Are You There, God? It's Me, Ellen by Ellen Coyne
Gill, €16.99, October 30th
Is it possible to be young, progressive and a Catholic? Coyne had left the Church a long time ago, but she had never stopped believing in and talking to God. Why should those who did the damage to the Church get to keep it and all its good bits, like going to Mass for the ritual and the community, having a clear guide for living a better life, and the comfort of believing it's not the end when somebody dies? But how could she ally herself to an institution she doesn't entirely agree with? In her first book, the journalist tries to figure out how much she really wants to go back to the Church, and if it is even the right thing to do.

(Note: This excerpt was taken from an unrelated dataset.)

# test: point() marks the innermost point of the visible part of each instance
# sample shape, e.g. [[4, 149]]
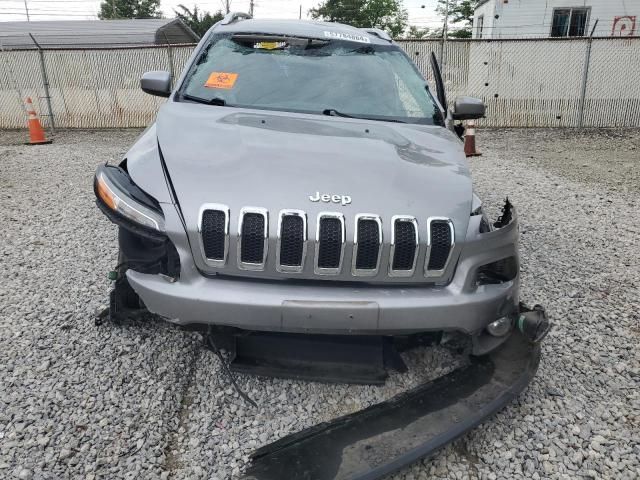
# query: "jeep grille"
[[330, 242]]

My Life in Loyalism by Billy Hutchinson with Gareth Mulvenna
Merrion Press, £17.99, November 2nd
From Tartan gang member to leading loyalist paramilitary and as a Progressive Unionist Party leader a key player in the loyalist ceasefires and negotiator of the Belfast Agreement, Hutchinson's remarkable story is told in collaboration with researcher Mulvenna. Growing up in the Shankill area of Belfast, Hutchinson joined the UVF in the early 1970s. In 1974, at the age of just 19, he was sentenced to life in prison for his role in the murder of two Catholics, and it was in the cages of Long Kesh that he first came under the influence of loyalist leader Gusty Spence. This first-hand account reveals previously hidden episodes of both the Troubles and the peace process that brought them to an end.
Walking With Ghosts: A Memoir by Gabriel Byrne
Picador, £16.99, November 12th
When he was 11, Byrne entered a seminary in England. Four years later, he was expelled and returned to Dublin where he later joined an amateur drama group, launching him on an extraordinary 40-year career in film and theatre. Moving between sensual recollection of childhood in a now almost vanished Ireland and reflections on stardom in Hollywood and on Broadway, Byrne also recounts his battle with addiction and the ambivalence of fame.